How to generate XRay Vulnerabilties report using rest api

Question

Could someone please help to generate Vulnerability report via rest api for artifacts? Maybe sample example will help. Looked at the below documentation but not clear to me https://www.jfrog.com/confluence/display/JFROG/Xray+REST+API#XrayRESTAPI-GenerateVulnerabilitiesReport

Answer 1

I assume your Xray version is 3.x, kindly follow the below curl command which should give you the report,

curl -u<username>:<password> http://artifactory_URL/xray/api/v1/reports/vulnerabilities -H 'Content-Type: application/json' -d @report.json

In the report.json file, add the information which you need to generate the report for.

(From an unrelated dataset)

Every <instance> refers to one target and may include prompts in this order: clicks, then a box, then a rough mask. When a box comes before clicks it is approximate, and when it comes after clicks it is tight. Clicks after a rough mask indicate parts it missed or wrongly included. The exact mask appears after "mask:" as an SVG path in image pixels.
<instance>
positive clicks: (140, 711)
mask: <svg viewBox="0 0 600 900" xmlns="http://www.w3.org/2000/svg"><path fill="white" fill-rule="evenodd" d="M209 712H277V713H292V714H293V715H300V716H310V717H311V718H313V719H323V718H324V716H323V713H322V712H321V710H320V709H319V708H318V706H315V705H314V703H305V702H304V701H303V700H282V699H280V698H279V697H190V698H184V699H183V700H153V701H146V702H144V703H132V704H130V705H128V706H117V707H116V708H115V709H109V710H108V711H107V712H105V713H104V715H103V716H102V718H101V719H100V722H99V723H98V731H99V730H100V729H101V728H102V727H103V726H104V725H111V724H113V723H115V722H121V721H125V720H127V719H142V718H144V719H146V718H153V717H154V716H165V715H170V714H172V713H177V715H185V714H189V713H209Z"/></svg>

For example:

cat report.json {

"name": "report1",
"resources": {
    "repositories": [
        {
            "name": "libs-release-local"
        }
    ],
    "builds": {
        "names": [
            "art-docker-test",
            "art-docker-prod"
        ]
    }
},
"filters": {
    "vulnerable_component": "*vulnerable:component*",
    "impacted_artifact": "some://impacted*artifact",
    "has_remediation": false,
    "cve": "CVE-1234-1234",
    "issue_id": "XRAY-1234",
    "severities": [
        "High",
        "Medium"
    ],
    "cvss_score": {
        "min_score": 6.3,
        "max_score": 9
    },
    "published": {
        "start": "2020-06-29T12:22:16Z",
        "end": "2020-06-29T12:22:16Z"
    },
    "scan_date": {
        "start": "2020-06-29T12:22:16Z",
        "end": "2020-06-29T12:22:16Z"}

}

}

I'm generating a report for the repository "libs-release-local" and build name "art-docker-test" and "art-docker-prod" with filters as you can understand.